Hi, I am interested in the Meltano and Datahub int...
# plugins-general
e
Hi, I am interested in the Meltano and Datahub integration feature. I see that I can use Meltano Utility to run datahub ingest commands with meltano commands, what is the benefit of doing this? What is the difference between this and the normal execution of the datahub ingest command?
For example, can we run extract and load from s3 to redshift, and then run datahub ingest from s3 and redshift to extract metadata from the load results?
s
Hi @eburairu great question. The benefit is integration into any kind of workflow. You typically want to refresh your datahub catalog after refreshing data, with the meltano utility (that just wraps the datahub CLI!) you can do things like 1. ingest Rest API into S3 2. refresh datahub to reflect this 3. ingest data from S4 datalake into Snowflake, run dbt over it 4. refresh datahub (using the dbt connector) again to reflect this as well 5. ...
e
It would have been a waste of resources to build Airflow or Argo workflows just to run dbt or datahub ingestion, so I think it's great!

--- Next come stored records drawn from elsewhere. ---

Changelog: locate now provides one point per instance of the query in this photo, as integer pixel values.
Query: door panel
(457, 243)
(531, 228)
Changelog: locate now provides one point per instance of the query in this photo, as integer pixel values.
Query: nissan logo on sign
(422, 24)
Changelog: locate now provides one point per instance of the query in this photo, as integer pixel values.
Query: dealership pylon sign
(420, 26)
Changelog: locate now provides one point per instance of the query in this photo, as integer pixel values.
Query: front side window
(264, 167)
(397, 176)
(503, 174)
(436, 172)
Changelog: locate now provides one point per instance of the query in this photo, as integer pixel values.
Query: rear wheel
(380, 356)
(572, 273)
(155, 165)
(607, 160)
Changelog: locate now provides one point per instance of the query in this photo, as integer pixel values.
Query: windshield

However, how should meltono execution be controlled? Is it still best practice to use a workflow engine such as Airflow?
s
Well, meltano has a pretty slim footprint on that. You can use Airflow, but you can also just use an existing prefect or dagster (cloud) orchestrator. If you're just starting out, you can go with a big fat instance and use cron until your needs rise to the occasion to deploy airflow as well.
If you want to go even slimmer, GitHub Actions/Azure/Gitlab version of that are nice quick ways for getting started.

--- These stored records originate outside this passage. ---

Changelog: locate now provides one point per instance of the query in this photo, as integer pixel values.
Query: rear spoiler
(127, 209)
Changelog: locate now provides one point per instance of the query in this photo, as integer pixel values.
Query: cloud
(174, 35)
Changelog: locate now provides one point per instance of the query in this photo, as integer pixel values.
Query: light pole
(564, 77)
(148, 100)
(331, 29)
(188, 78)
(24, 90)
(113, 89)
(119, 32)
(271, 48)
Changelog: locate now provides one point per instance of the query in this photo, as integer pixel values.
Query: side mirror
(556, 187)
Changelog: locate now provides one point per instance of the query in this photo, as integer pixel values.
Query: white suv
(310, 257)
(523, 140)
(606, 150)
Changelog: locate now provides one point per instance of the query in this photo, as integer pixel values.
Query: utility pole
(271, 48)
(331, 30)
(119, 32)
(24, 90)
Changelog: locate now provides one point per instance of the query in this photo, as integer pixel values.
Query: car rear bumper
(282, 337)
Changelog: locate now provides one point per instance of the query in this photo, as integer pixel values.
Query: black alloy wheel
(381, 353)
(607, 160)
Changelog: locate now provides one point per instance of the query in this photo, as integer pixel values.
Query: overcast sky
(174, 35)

(In that case you would use GitHub Actions schedules = basically cron to execute)
e
Thank you! Our dev environment includes Airflow and Argo Workflows built on Kubernetes. We will first try to implement ETL pipeline and metadata extraction to DataHub using Meltano. I had heard that Meltano was an ETL tool without a GUI, but it turns out that it is no longer just an ETL tool. 😮
s
Well no, we got some awesome other stuff like great expectations support, you can deploy BI tools, use jupyter notebooks from Meltano. But what we're building out with full power right now are the extract & load capabilities. (Although I think dataHub for instance ties very well into that).
e
That's fantastic! I look forward to trying out what is possible with Meltano. Since there are still few articles about Meltano on Japanese technical article pages, I plan to post the implementation details.
We tried Meltano, but it did not work in our environment because of errors with unmaintained loaders such as target-redshift.
I think Meltano itself is a great product, but I felt it was important to know who and how to manage the plugins.